Alisi Telengut is a Canadian artist of Mongolian origin. Alisi creates animation frame by frame under the camera, with painting as the medium, to generate movement and explore hand-made and painterly visuals for her films. Her works received multiple international awards and nominations, including the Best Short Film Award at Stockholm Film Festival (Sweden) and the Best Animated Film at Mammoth Lakes Film Festival (USA). They have been exhibited internationally at galleries and festivals, such as at Sundance (USA), Slamdance (USA), and the Canadian Embassy in Paris (France). They have not only been presented as animation with the unique visual style, but have also contributed to ethnographic and ethnocultural research. Her recent work has been added to the permanent collection of Art Science Exhibits Berlin (Germany) that dedicates to positive action for Earth’s recovery.
Lichen – by Lisa Jackson
This stunning otherworldly short film takes a deep dive into lichen, a species that confounds scientists to this day. Shot in macro 3D, Lichen offers us a look at this remarkable life form and asks what we might learn from it. Ancient and diverse, both an individual and a community, lichens can live in the most extreme environments, including outer space. This meditative film bridges science and philosophy, and the words of lichenologist Trevor Goward illuminate the terrain in poetic and thought-provoking ways.
Lisa Jackson’s award-winning work has screened at SXSW, Berlinale, Hotdocs, Tribeca, BFI London, Melbourne Museum and the Art Gallery of Ontario, and broadcast widely. She’s made works ranging from current affairs to IMAX, animation to VR, and even a residential school musical. Her short Lichen screened at Sundance in 2020 and Indictment: The Crimes of Shelly Chartier is one of the top watched documentaries on CBC, and won the 2017 imagineNATIVE Best Doc award. Her Webby-nominated VR Biidaaban: First Light premiered at Tribeca Storyscapes in 2018, exhibited internationally to 25,000+ people, and won a Canadian Screen Award (Canada’s Oscar), the second time she’s received this honour. Transmissions, a 6000 square foot immersive multimedia installation and sister project to Biidaaban, premiered in Vancouver in 2019 and was featured on the cover of The Georgia Straight. Playback Magazine named Lisa one of Ten to Watch and she’s an alumna of the TIFF Talent and Writers Labs, Canadian Film Centre’s Directors Lab, IDFA Summer School, CFC/NFB/Ford Foundation’s Open Immersion VR Lab, and was a Fellow at the MIT Open Doc Lab’s VR Conference. She has an MFA from York University and is Anishinaabe from the Aamjiwnaang First Nation.

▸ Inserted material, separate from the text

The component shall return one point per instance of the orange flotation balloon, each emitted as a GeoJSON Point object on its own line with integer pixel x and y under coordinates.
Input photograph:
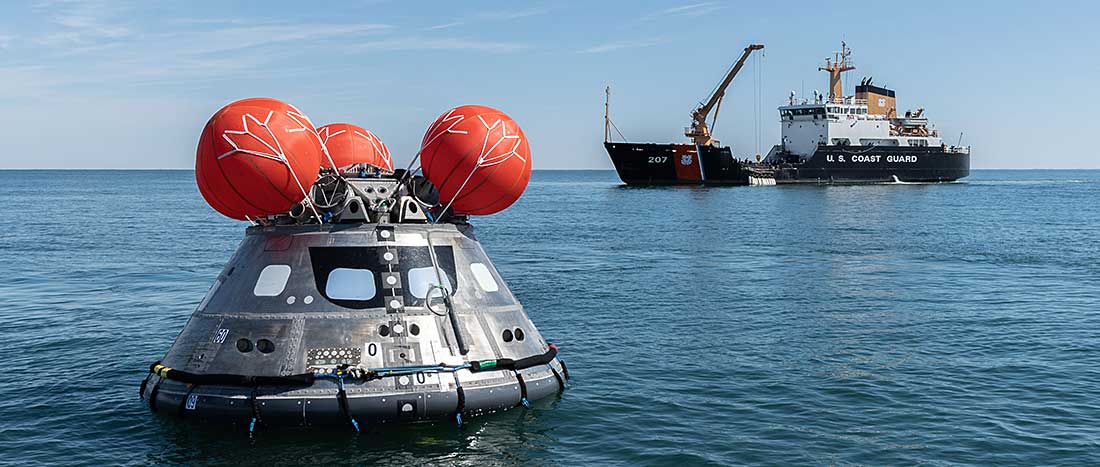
{"type": "Point", "coordinates": [477, 157]}
{"type": "Point", "coordinates": [256, 157]}
{"type": "Point", "coordinates": [349, 144]}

She is a well-known advocate for Indigenous screen sovereignty, and in 2020, she launched her company Door Number 3 Productions (doornumber3.ca).
Now is the Time – by Christopher Auchter
This is the Way We Rise – by Ciara Lacy
This is the Way We Rise is an exploration into the creative process, following Native Hawaiian slam poet Jamaica Heolimeleikalani Osorio as she answers her calling to protect sacred sites atop Maunakea, Hawai`i, which reinvigorates her art.
Ciara Lacy is a kanaka maoli (native Hawaiian) filmmaker, whose interest lies in crafting films that use strong characters and investigative journalism to challenge the creative and political status quo. Her work has shown at festivals around the world including Sundance and Berlinale as well as on Netflix, PBS, ABC, Al Jazeera, and the Criterion Collection. In the digital space, she has created content for the Guardian and the Atlantic Online. She was the inaugural Sundance Institute Merata Mita Fellow as well as part of the inaugural class of NATIVe Fellows at the European Film Market. Ciara holds a BA in Psychology from Yale University and has given talks at academic institutions across the U.S. She continues to work on documentary content for broadcast and digital while also expanding her intimate style of filmmaking into the branded content and commercial spaces.
Little Chief – by Erica Tremblay
It’s just another typical day at a rural elementary school on a reservation in Oklahoma. Little Chief, the school’s mascot, appears faded on the walls as a proud symbol of a rich and complicated history. It’s a world that is stacked against them, but Sharon shows up each day to guide her 5th grade students through it. Bear is having a particularly hard time, enduring challenges both at home and in the classroom. He is desperate to escape it all, and Sharon is left chasing a little boy who is running to nowhere.
Erica Tremblay is an award-winning writer and director from the Seneca-Cayuga Nation. Her short film Little Chief premiered at the 2020 Sundance Film Festival and was included on IndieWire‘s top 10 must-see short films at the fest. Tremblay was a 2018 Sundance Native Film Lab Fellow and her feature script Fancy Dance was chosen for the 2021 Sundance Screenwriters Lab. Fancy Dance also made the inaugural Indigenous Black List and was chosen as the recipient of the 2021 Walter Bernstein Fellowship. She was recently honored as a 40 Under 40 Native American. Tremblay lives on Cayuga Lake in upstate New York where she is studying her Indigenous language.
Fainting Spells – by Sky Hopinka
Told through recollections of youth, learning, lore, and departure, this is an imagined myth for the Xąwįska, or the Indian Pipe Plant – used by the Ho-Chunk to revive those who have fainted.
Sky Hopinka (Ho-Chunk Nation/Pechanga Band of Luiseño Indians) was born and raised in Ferndale, Washington and spent a number of years in Palm Springs and Riverside, CA, Portland, OR, and Milwaukee, WI. In Portland he studied and taught chinu wawa, a language indigenous to the Lower Columbia River Basin. His video, photo, and text work centers around personal positions of Indigenous homeland and landscape, designs of language as containers of culture expressed through personal, documentary, and non-fictional forms of media. He received his BA from Portland State University in Liberal Arts and his MFA in Film, Video, Animation, and New Genres from the University of Wisconsin-Milwaukee, and teaches at Bard College. His work has played at various festivals including ImagineNATIVE Media + Arts Festival, Images, Wavelengths, Ann Arbor Film Festival, Sundance, and Projections. His work was a part of the 2016 Wisconsin Triennial and the 2017 Whitney Biennial and the 2018 FRONT Triennial. He was a guest curator at the 2019 Whitney Biennial and was a part of Cosmopolis #2 at the Centre Pompidou. He was awarded jury prizes at the Onion City Film Festival, the More with Less Award at the 2016 Images Festival, the Tom Berman Award for Most Promising Filmmaker at the 54th Ann Arbor Film Festival, the New Cinema Award at the Berwick Film and Media Arts Festival and the Mary L. Nohl Fund Fellowship for Individual Artists in the Emerging artist category for 2018. He was a fellow at the Radcliffe Institute for Advanced Study at Harvard University in 2018-2019 and Sundance Art of Nonfiction Fellow for 2019, and is a 2020 Guggenheim Fellow.